さてこの気持ちをどう表現を和らげてお伝えすれば良いのでしょう?と頭を悩ませていたら、アレンの向こうから一組の男女が歩いて来るのが見えた。屋敷の管理をしている別荘番だろう。となると、アレンのニッコニコの狙いは彼らにイチャイチャを見せつけることだ。
だったらやむ無しと思ってしまうなんて、慣れとは恐ろしい。しかもどうも日を追うごとにアレンに甘くなっている私は、アレンの拘りが満たされるなら仕方がないかと譲歩しがちだ。
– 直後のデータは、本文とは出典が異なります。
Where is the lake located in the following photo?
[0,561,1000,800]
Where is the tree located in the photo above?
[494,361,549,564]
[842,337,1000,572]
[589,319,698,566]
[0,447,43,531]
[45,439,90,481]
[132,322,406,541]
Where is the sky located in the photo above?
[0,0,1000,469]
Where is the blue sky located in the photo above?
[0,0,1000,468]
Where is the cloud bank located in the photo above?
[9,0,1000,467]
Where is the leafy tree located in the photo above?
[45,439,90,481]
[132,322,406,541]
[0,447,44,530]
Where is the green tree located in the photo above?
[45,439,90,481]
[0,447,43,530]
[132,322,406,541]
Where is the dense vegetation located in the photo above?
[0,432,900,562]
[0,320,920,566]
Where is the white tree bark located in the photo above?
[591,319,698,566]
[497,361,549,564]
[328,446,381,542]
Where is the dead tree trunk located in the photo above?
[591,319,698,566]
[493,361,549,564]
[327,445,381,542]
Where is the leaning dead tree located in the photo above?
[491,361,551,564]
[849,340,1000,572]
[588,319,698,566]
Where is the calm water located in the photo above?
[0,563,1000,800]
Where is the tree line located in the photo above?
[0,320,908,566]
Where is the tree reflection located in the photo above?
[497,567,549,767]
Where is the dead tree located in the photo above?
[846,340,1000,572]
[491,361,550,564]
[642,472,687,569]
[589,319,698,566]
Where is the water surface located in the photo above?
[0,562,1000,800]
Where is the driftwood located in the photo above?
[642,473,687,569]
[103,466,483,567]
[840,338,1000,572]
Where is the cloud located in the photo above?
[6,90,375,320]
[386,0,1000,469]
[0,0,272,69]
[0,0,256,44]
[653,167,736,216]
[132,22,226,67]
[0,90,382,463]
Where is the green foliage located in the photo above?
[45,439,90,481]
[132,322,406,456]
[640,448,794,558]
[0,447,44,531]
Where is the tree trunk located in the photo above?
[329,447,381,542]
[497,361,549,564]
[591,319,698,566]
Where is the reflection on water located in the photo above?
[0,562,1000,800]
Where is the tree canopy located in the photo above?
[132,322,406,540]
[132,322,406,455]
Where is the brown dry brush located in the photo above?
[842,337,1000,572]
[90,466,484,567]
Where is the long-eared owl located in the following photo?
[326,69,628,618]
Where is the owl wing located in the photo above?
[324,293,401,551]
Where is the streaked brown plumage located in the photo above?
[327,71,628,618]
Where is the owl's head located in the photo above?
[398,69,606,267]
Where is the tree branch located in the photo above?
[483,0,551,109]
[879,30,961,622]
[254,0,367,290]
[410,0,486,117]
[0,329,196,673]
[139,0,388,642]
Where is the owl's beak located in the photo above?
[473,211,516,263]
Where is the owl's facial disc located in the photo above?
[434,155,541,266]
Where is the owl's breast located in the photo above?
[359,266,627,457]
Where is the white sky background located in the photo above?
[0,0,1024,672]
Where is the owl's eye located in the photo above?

あー、やります。やれば良いんですね、と腕に飛び込むと、アレンはアハハと楽しそうな笑い声を上げてくるくると三回転した。
いくらなんでもこの頃のアレンは、キャラ崩壊にも程があると思う。こんなんで任務完了後は、元の説教ばっかりする仏頂面の真面目さんに戻れるのだろうか?
ま、私が案ずることじゃないか。特殊任務が終わればもう会うこともない人だろうし。そう思えば期間限定セールとばかりに笑顔の大放出をして差し上げようという気にもなる。実のところワタシも三回転は楽しかった。だからつられてキャハハと声を出して笑ったのだが……
「リコの笑顔を見て、リコの笑い声を聞けるなんて。なんて幸せなんだろう!」
熱の籠った眼差しで私を見下ろしたアレンにぎゅっと抱きすくめられ、思わずガチンと固まった。もちろんアレンだって好き好んでやっている訳じゃないって理解してはいるけれどね。どうなのこれ?
それでもアレンの特殊任務への情熱を無下にはできなくなっている私は、されるがままにほっぺにキスを受けた。なんか甘やかしちゃうんだよね、アレンのこと。
「アレン坊っちゃん……」
と呟いた夫婦が生暖かい目で見ているので良しとしよう。私達がアハハウフフの幸せの絶頂でちょっとイカれてるように見えている手応えは大いにある。
私は目を細めてアレンを見上げた。